Wednesday, July 25, 2012

The Fair and Peace

Went to the fair yesterday with the girls. They had a blast. We even met up with some friends there and literally were there from a little after noon to after 9:30 pm. It was crazy but fun. My kids laughed. I missed their laughter. It had been absent for a few months.

I tried blaming their unhappiness on other people and our circumstances. However, I need to accept that the peace in our home is dictated by myself or my husband, who is our priest and leader.

I am not sure why we as humans take our eyes off of God, but we do. If we just kept the focus straight everything would fall into line.

After reading Dueteronomy 28:1-2, which says, "Now it shall come to pass, if you diligently obey the voice of the Lord your God, to observe carefully all His commandments which I command you today, that the Lord your God will set you high above all nations of the earth. And all these blessings shall come upon you and overtake you, because you obey the voice of the Lord your God: Blessed shall you be in the city, and blessed shall you be in the country."

If we can keep our focus on Him and follow His ways then we will be blessed! BLESSED! Laughter would fill the home at all times and everywhere we go and everything we touch would be touched by God. However, according to Dueteronomy 28:15-16, disobedience has consequence.

"But it shalkl come to pass, if you do not obey the voice of the Lord your God, to observe carefully all His commandments and His statutes which I command you today, that all these curses will come upon you and overtake you. Cursed shall you be in the city, and cursed shall you be in the country."

Somehow, we got off track and onto the track of disobedience. I know what I was supposed to do, and I know what my husband was supposed to do. But we disobeyed and then peace left our home and the cursing came in. Now, we are in despair. I know what the Word said about blessings and cursings. We were unhappy and sick ALL the TIME!! I was down for seven weeks sick and barely able to do anything. And that chapter kept repeating itself over and over again in my mind. Panic attacks and anxiety crept in. Oh, Lord, how miserable I had become. How did I get out? How do I get out from under these curses? I loved God I did, and I know my husband did. But I didn't know how to get out. Despair grew deeper, and demonic torment started in all of our dreams. I couldn't cry out to God in my dreams. I kept crying out to God, but I didn't know a way out.... Night after sleepness night. And when I did sleep it was so unrestful.

Even the flex card is now almost used up....GOD GOD WHERE ARE YOU???????? I can't see you anymore? I can't feel you? I don't want to go to hell! I don't want to suffer anymore? I can't hear you! God help me..... I thought there was no way out. I thought there was no end. I even started trying to reach out to certain prayer warriors for help and hoping for even a rebuke. I got prayer, but no answer to a way out.
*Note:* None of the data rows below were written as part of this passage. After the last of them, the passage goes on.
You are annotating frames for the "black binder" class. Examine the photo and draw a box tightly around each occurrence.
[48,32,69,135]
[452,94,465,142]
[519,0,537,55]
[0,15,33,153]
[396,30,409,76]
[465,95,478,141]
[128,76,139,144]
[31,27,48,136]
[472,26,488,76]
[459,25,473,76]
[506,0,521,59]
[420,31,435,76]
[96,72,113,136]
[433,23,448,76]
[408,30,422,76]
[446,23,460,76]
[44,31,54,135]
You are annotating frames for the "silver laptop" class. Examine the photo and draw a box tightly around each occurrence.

Next thing I knew my phone started playing Ron Kenoly. He was singing a scripture. I couldn't keep up with it so I Bible-gatewayed it to follow along. I was led to the scripture found in 2 Chronicles 7:14 which says,

"If My people who are called by My name will humble themselves and pray and seek My face, and turn from their wicked ways, then I will hear from heaven, and will forgive their sin and heal their land."

Great, I thought. It's not too late. My doom isn't sealed. I am His, I was bought at a price, and if I humble myself and pray and seek His face, and turn from my disobedience, then He will hear from heaven. He will HEAR FROM HEAVEN! Thank You, Lord. And He will forgive our sin and heal my land.

Easy enough verse, right? I'm so glad He sent it. But seeking His face is hard when the house if full and people are coming. However, I am not letting excuses be in my way. I needed peace, my kids needed joy and peace. Thank the Lord, He heard me. And He sent me who needed to see me. Now, yesterday, I realized - fully realized- that God is in the process of healing our land in our home. My kids were laughing and smiling and having a good time. I could still feel the enemy trying to put doubts in us, and I could still sense him coming at us, but then I remember that when the enemy comes in like a flood, the Spirit of the Lord will lift up a standard against him. And NO weapon - NO WEAPON formed against us shall prosper. If God is for us then who can be against us. I know I am surrounded by God's army.

And I have asked God for forgiveness and I pray I do not go back into disobedience and I ask for the Spirit of the Lord to guide me each day. I have to make time for my Lord. He kept His end and brought peace back. I can't believe how quickly we were restored. The process isn't over, but the peace in our home is amazing and I can't afford to lose it. I stopped blaming others and accepted responsiblity for my home and God heard me. It's not too late for any of us. He is here and will Hear from heaven if we follow those steps. God bless!